Being civilized meant that people were organized and controlled by states where one with
power can use their authority to compel obedience among its people. Moreover,
according to Strayer, the change from equality to inequality among people is what set
apart civilizations from earlier Paleolithic and Neolithic societies. In civilizations, people
were heavily divided by economic function, skill, wealth and status.

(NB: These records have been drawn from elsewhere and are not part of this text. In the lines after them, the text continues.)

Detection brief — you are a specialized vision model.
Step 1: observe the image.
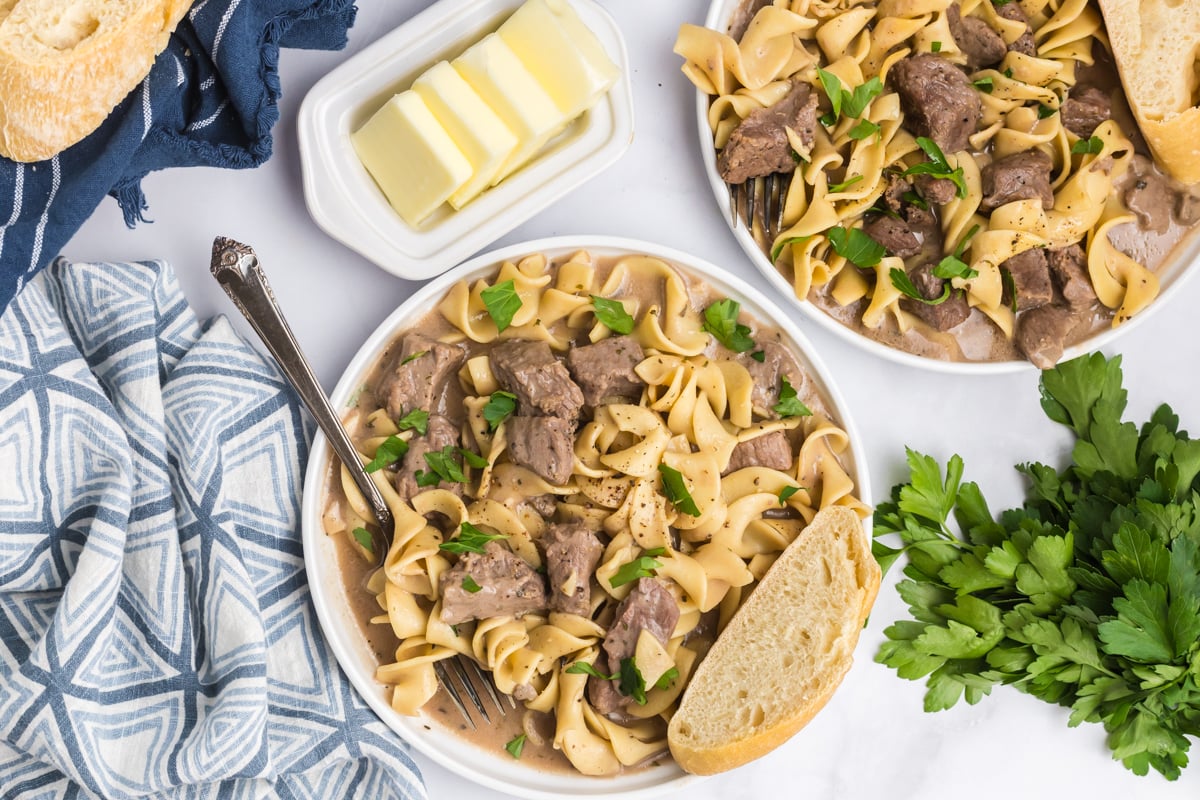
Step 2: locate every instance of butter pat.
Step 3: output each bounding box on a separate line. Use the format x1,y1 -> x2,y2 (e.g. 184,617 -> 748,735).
350,90 -> 474,228
451,34 -> 569,186
497,0 -> 619,120
413,61 -> 517,209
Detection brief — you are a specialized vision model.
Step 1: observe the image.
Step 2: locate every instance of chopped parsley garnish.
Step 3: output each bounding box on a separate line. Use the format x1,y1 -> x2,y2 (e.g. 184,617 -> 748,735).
701,299 -> 754,353
934,225 -> 979,281
350,528 -> 374,555
480,279 -> 521,331
365,437 -> 408,473
772,375 -> 812,417
438,522 -> 508,554
659,464 -> 700,517
414,445 -> 467,487
484,391 -> 517,431
608,555 -> 662,589
592,295 -> 634,333
888,266 -> 950,306
900,136 -> 967,198
396,408 -> 430,437
826,227 -> 888,270
504,733 -> 526,758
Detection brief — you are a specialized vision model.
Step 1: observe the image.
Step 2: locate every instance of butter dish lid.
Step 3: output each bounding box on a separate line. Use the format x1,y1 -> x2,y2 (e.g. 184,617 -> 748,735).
298,0 -> 634,281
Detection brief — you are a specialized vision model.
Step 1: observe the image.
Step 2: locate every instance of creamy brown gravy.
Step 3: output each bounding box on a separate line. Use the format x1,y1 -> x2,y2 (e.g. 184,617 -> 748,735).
728,0 -> 1200,361
325,251 -> 853,774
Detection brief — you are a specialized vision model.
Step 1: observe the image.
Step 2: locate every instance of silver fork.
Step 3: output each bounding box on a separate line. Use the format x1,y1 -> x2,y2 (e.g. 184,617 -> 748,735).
210,236 -> 516,728
725,173 -> 792,251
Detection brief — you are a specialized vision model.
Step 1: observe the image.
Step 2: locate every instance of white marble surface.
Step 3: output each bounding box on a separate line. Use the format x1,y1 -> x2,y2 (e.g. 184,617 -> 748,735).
65,0 -> 1200,800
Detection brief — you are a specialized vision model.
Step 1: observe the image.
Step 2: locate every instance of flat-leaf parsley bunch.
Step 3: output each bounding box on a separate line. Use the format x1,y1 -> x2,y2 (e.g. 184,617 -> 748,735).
874,354 -> 1200,780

5.) The biggest differences between Mesopotamia and Egyptian civilizations are in their
environments and cities. Mesopotamia’s environment was open and thus vulnerable to
attacks and it was unpredictable and often-violent. On the other hand, Egypt’s
environment was predictable, more stable, and was surrounded by mountains, deserts,
and seas which Egypt “free security” (Strayer 80). Furthermore, the Mesopotamia
peoples exploited their environment greatly. Multiple cases of deforestation, soil erosion
and increasing salinization occurred that lead to a decrease in crop yields. Mesopotamia’s
exploitation of its environment eventually lead to the civilization weakening and then
being overrun by foreigners. In contrast, Egypt created a more stable agriculture system
using the natural flow of the Nile and so, avoiding the problems the Mesopotamia
civilization had. Another significant difference between these two civilizations are their
cities and states. The Mesopotamia civilization was separated into independent city-states
where each one was ruled by a King. On the other hand, the Egyptian civilization merged
several earlier states into a unified territory where its main focus was on a pharaoh. In the
Egyptian civilization, cities were far less important than how they were in the
Mesopotamia civilization. These civilizations also share some similarities. The
Mesopotamia and Egyptian civilizations have interacted and traded with each other and
other nearby civilizations. Moreover, both civilizations have influenced other nearby
civilizations with their culture and innovations. At the same time both civilizations have
also been influenced by other nearby civilizations’ culture and inventions as well.
6.) I define progress to be the act of moving forward or being in a better state than you were
before. In comparison to earlier Paleolithic and Neolithic societies, civilizations
represented progress in increasing urbanization, complex government systems, and
innovations. As people began to permanently settle, they began to build cities as well
where everything was under control by a state that provided coordination and regulation.
Moreover, under this state, state authorities had the ability to use force to compel
obedience and so gave a legitimate right to use violence and caused violence to decline.
This legitimate right to use violence from states is what separated states in civilizations
from chiefdoms from Paleolithic and Neolithic societies where violence and disobedience
was more prevalent. With civilization came many new innovations such as writing. For
example, in Mesopotamia writing was used to record who paid taxes, who owed to the
temple, worker’s earnings, complex calendars, allow laws to be seen physical, and gave
rise to literature and philosophy in a range of topics.